Balancing risks in allocating costs, the Commission determined that Option 2 was a just and reasonable rate and available under MISO's Tariff, noting that Ameren “ignores the continued existence of the transmission owner's initial funding option” by mutual agreement with the generator. December 2015 Order P 59. It emphasized that “the obligation to fund these network upgrades rests with the [generator] under MISO's Tariff and as credits are not provided in return for this funding, we find that it is potentially unjust, unreasonable and unduly discriminatory to deprive the [generator] of the ability to provide its own capital funding.” Id. P 59. Citing FPC v. Hope Natural Gas Co., 320 U.S. 591 (1944), the Commission acknowledged that its “task is to allow a public utility the opportunity to offer its investors a return that is commensurate with the risk associated with their investment, as represented by the utility's business and financial risks.” August 2016 Order P 13. It found that where generator funding is used, “the [generator] making the up-front investment bears the business and financial risks associated with financing and constructing the network upgrades.” Id. “Because the transmission owner does not bear that risk,” the Commission determined that “its investors are not exposed to that risk, and it is therefore not necessary for the transmission owner to offer investors a return based on that risk in exchange for their investment of capital.” Id.

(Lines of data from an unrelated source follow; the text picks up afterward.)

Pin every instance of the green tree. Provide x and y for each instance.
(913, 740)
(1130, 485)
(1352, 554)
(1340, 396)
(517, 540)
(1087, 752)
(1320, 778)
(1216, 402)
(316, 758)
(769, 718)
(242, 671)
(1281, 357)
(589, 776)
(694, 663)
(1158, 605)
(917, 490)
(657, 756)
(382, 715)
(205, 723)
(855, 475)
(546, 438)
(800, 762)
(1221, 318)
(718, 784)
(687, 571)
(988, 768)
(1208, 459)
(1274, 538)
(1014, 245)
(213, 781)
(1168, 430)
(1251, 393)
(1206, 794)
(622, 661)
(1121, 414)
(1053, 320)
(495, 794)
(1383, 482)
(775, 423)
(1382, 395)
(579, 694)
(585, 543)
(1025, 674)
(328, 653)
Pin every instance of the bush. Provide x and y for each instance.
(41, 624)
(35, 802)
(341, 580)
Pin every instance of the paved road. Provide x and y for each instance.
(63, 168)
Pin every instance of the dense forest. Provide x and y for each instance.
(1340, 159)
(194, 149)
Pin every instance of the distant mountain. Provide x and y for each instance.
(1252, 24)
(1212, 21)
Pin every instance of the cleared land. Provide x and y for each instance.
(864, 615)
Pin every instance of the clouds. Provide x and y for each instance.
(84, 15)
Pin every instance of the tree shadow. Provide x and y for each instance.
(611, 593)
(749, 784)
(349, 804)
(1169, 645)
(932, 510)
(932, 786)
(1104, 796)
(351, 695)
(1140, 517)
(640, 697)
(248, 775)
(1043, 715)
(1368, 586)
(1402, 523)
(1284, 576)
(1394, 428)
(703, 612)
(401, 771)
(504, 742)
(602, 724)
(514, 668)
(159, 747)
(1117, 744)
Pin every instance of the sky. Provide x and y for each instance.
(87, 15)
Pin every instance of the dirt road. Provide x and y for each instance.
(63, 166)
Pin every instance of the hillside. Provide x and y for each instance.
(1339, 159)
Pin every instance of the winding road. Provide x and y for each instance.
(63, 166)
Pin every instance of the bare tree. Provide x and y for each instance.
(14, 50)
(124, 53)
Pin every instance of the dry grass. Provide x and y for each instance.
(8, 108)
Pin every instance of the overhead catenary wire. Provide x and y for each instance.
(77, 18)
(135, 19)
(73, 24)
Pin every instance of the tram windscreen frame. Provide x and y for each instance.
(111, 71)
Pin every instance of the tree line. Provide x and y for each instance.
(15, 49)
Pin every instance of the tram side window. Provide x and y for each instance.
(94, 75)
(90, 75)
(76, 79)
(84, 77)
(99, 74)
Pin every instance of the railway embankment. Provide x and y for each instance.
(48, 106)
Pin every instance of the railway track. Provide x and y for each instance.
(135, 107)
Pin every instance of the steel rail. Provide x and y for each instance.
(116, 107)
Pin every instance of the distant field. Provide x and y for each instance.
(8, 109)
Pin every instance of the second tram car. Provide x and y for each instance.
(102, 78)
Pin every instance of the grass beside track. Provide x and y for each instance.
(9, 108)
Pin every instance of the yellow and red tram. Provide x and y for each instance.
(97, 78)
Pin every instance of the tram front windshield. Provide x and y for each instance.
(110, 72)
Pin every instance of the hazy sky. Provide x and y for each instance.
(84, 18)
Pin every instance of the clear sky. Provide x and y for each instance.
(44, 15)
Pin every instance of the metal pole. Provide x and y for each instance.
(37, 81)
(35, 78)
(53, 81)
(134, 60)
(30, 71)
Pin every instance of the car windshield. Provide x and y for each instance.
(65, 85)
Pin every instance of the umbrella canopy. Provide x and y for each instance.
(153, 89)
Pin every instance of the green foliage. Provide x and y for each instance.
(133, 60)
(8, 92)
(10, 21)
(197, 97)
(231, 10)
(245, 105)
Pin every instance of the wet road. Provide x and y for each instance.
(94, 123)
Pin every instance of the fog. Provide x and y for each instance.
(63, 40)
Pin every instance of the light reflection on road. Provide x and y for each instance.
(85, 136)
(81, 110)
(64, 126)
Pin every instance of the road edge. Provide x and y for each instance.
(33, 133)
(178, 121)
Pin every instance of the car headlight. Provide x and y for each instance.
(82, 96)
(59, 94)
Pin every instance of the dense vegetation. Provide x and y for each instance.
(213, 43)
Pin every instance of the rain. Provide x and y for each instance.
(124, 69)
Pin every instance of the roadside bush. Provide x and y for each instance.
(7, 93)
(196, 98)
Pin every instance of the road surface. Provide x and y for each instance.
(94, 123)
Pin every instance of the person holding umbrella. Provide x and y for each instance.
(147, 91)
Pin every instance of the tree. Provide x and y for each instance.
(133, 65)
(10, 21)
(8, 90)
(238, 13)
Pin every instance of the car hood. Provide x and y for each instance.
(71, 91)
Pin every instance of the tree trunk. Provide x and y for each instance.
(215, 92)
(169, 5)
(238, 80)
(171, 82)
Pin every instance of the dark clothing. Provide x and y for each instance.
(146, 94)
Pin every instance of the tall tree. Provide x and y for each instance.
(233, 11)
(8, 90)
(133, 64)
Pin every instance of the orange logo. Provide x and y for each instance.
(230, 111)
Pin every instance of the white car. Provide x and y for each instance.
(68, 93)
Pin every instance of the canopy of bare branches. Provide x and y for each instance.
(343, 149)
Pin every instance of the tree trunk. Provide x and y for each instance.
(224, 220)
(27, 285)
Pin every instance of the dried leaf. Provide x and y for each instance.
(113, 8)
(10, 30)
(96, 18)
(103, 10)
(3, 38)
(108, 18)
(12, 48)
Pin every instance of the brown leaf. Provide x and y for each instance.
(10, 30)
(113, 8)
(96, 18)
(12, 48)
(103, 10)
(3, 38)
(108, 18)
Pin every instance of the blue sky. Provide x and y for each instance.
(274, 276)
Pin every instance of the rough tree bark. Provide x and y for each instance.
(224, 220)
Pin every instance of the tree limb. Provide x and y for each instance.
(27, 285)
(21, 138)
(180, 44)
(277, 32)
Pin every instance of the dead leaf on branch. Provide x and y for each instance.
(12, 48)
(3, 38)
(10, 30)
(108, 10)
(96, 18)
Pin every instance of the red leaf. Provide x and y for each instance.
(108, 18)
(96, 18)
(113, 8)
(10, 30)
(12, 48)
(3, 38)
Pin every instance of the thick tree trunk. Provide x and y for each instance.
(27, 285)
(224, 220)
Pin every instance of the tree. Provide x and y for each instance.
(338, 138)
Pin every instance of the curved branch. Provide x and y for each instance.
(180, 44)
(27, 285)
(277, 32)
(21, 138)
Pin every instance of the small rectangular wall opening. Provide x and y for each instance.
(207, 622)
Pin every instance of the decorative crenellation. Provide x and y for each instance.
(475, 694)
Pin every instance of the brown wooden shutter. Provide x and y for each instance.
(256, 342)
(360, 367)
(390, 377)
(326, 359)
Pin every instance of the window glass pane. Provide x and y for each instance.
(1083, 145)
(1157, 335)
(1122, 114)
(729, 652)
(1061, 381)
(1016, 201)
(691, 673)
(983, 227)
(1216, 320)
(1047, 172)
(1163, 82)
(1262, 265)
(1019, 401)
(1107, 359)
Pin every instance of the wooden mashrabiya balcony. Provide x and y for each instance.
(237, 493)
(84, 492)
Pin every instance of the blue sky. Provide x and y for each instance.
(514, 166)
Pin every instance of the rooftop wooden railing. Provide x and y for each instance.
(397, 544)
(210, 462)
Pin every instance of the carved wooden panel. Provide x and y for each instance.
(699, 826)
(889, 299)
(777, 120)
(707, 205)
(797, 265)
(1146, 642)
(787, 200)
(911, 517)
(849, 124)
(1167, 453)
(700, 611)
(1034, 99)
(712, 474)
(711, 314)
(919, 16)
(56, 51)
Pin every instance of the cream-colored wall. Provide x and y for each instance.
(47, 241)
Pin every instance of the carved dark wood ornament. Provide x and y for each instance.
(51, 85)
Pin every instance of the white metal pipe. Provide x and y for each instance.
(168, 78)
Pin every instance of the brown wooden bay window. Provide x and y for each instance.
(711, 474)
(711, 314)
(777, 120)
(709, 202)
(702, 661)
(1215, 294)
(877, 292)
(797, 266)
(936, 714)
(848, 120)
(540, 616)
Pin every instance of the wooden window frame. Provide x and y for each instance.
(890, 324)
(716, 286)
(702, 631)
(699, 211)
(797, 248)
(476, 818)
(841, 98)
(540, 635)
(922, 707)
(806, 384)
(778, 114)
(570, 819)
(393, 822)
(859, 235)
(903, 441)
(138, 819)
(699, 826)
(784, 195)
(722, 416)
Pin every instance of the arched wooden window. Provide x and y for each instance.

The Commission observed further that Ameren “does not allege that funding for network upgrades under Option 2 is confiscatory inasmuch as it provides an insufficient rate of return to a transmission owners; rather, [Ameren] take[s] issue only with the fact that [it] will no longer unilaterally elect that financing option.” Id. P 15 (emphases added). Additionally, the Commission determined, Ameren “had not shown how requiring [a generator] to post security to address risk during construction and allowing [a generator], as opposed to the transmission owner, the initial opportunity to fund network upgrades, precludes transmission owners from operating successfully, maintaining financial integrity, attracting capital, and compensating investors for the risks assumed, in violation of Hope.” Id. P 16. Were Ameren in fact to incur uncompensated costs, such proof could be presented in a future proceeding. See December 2015 Order P 57; see also id. P 60.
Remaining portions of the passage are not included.